5. Il ne ressort pas des pièces du dossier que le préfet de l'Isère n'aurait pas procédé à un examen particulier de la situation de M. A... pour prendre à son encontre un refus de titre de séjour.
6. Aux termes de l'article L. 423-23 du code de l'entrée et du séjour des étrangers et du droit d'asile : " L'étranger qui n'entre pas dans les catégories prévues aux articles L. 423-1, L. 423-7, L. 423-14, L. 423-15, L. 423-21 et L. 423-22 ou dans celles qui ouvrent droit au regroupement familial, et qui dispose de liens personnels et familiaux en France tels que le refus d'autoriser son séjour porterait à son droit au respect de sa vie privée et familiale une atteinte disproportionnée au regard des motifs du refus, se voit délivrer une carte de séjour temporaire portant la mention " vie privée et familiale " d'une durée d'un an, sans que soit opposable la condition prévue à l'article L. 412-1./ Les liens mentionnés au premier alinéa sont appréciés notamment au regard de leur intensité, de leur ancienneté et de leur stabilité, des conditions d'existence de l'étranger, de son insertion dans la société française ainsi que de la nature de ses liens avec sa famille restée dans son pays d'origine./ L'insertion de l'étranger dans la société française est évaluée en tenant compte notamment de sa connaissance des valeurs de la République. ". En outre, aux termes de l'article 8 de la convention européenne de sauvegarde des droits de l'homme et des libertés fondamentales : " 1. Toute personne a droit au respect de sa vie privée et familiale, de son domicile et de sa correspondance. / 2. Il ne peut y avoir ingérence d'une autorité publique dans l'exercice de ce droit que pour autant que cette ingérence est prévue par la loi et qu'elle constitue une mesure qui, dans une société démocratique, est nécessaire à la sécurité nationale, à la sûreté publique, au bien-être économique du pays, à la défense de l'ordre et à la prévention des infractions pénales, à la protection de la santé ou de la morale, ou à la protection des droits et libertés d'autrui. ".
7. Pour les motifs exposés au point 2 ci-dessus, le préfet de l'Isère n'a, en refusant de délivrer un titre de séjour à M. A..., pas méconnu les dispositions de l'article L. 423-23 du code de l'entrée et du séjour des étrangers et du droit d'asile et les stipulations de l'article 8 de la convention européenne de sauvegarde des droits de l'homme et des libertés fondamentales.
8. Aux termes de l'article L. 422-1 du code de l'entrée et du séjour des étrangers et du droit d'asile : " L'étranger qui établit qu'il suit un enseignement en France ou qu'il y fait des études et qui justifie disposer de moyens d'existence suffisants se voit délivrer une carte de séjour temporaire portant la mention " étudiant " d'une durée inférieure ou égale à un an.

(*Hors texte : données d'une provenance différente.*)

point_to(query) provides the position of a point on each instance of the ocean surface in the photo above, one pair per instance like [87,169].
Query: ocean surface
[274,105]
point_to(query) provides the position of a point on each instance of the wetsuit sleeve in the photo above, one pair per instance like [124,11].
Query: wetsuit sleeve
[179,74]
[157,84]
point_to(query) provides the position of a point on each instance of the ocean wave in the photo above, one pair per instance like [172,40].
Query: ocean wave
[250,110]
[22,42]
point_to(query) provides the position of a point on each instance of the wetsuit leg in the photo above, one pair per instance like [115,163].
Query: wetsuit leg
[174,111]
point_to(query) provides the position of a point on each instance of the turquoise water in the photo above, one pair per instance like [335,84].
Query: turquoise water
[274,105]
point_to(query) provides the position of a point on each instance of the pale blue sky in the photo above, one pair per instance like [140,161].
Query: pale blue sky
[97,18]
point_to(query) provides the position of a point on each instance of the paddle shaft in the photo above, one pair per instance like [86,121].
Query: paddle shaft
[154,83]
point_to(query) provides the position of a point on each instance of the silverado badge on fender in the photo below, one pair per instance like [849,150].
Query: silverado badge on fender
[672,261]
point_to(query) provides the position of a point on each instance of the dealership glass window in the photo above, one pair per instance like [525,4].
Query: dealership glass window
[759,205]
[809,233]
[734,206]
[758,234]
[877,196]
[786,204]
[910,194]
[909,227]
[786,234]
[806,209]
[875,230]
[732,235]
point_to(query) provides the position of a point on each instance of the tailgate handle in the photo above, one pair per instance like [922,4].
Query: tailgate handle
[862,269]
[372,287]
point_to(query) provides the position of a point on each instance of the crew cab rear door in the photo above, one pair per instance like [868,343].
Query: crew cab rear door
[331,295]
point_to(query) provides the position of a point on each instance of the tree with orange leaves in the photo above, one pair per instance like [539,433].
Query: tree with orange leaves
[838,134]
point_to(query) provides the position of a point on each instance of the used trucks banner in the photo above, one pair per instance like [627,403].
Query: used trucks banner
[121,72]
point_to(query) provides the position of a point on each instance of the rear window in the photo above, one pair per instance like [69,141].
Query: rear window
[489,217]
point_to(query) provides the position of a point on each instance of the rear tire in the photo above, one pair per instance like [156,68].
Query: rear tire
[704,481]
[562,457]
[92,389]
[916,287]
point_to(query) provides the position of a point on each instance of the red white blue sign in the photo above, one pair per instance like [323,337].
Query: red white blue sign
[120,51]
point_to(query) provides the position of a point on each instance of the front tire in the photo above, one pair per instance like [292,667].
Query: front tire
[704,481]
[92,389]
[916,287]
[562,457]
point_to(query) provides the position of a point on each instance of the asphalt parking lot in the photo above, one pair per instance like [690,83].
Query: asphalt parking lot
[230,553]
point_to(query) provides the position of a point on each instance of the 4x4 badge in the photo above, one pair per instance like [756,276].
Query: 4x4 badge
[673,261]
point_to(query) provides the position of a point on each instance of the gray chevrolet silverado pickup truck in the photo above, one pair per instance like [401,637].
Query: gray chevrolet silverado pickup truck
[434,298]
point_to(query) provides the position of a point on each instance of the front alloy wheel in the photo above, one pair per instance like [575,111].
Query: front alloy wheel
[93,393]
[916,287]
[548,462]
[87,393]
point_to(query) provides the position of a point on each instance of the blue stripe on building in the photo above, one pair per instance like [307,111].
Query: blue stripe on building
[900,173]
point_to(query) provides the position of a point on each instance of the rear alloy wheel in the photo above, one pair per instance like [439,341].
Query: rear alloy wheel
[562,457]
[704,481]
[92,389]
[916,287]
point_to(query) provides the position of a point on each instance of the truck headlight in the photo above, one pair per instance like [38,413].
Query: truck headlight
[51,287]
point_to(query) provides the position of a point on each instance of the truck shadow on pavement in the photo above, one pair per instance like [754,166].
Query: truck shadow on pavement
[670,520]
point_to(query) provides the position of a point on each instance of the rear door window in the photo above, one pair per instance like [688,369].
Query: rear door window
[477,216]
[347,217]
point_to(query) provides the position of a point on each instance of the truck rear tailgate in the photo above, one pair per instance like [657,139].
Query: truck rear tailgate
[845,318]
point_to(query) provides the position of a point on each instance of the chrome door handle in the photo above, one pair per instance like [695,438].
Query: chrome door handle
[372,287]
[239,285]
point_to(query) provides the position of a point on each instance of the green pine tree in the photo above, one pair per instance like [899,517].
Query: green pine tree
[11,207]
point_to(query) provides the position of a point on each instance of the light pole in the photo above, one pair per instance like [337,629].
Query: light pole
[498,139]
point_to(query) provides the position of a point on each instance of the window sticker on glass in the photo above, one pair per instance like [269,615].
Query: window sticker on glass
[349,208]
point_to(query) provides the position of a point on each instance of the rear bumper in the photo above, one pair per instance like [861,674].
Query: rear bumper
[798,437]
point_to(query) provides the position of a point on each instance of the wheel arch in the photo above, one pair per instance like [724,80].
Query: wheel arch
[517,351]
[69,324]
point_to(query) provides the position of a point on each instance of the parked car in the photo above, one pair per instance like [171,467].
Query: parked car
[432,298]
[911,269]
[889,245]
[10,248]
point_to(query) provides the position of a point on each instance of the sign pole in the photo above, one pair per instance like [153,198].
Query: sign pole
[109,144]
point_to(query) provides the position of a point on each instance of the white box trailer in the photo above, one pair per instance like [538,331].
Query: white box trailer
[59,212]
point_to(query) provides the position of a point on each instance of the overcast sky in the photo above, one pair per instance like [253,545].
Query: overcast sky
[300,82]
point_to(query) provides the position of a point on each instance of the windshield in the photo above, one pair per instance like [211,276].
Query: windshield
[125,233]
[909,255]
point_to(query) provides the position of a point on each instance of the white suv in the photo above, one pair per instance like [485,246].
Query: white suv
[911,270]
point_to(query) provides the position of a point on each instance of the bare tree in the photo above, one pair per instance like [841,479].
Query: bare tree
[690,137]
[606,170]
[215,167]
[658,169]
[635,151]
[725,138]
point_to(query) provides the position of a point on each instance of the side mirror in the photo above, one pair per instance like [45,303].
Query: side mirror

En cas de nécessité liée au déroulement des études ou lorsque l'étranger a suivi sans interruption une scolarité en France depuis l'âge de seize ans et y poursuit des études supérieures, l'autorité administrative peut accorder cette carte de séjour sous réserve d'une entrée régulière en France et sans que soit opposable la condition prévue à l'article L. 412-1. ".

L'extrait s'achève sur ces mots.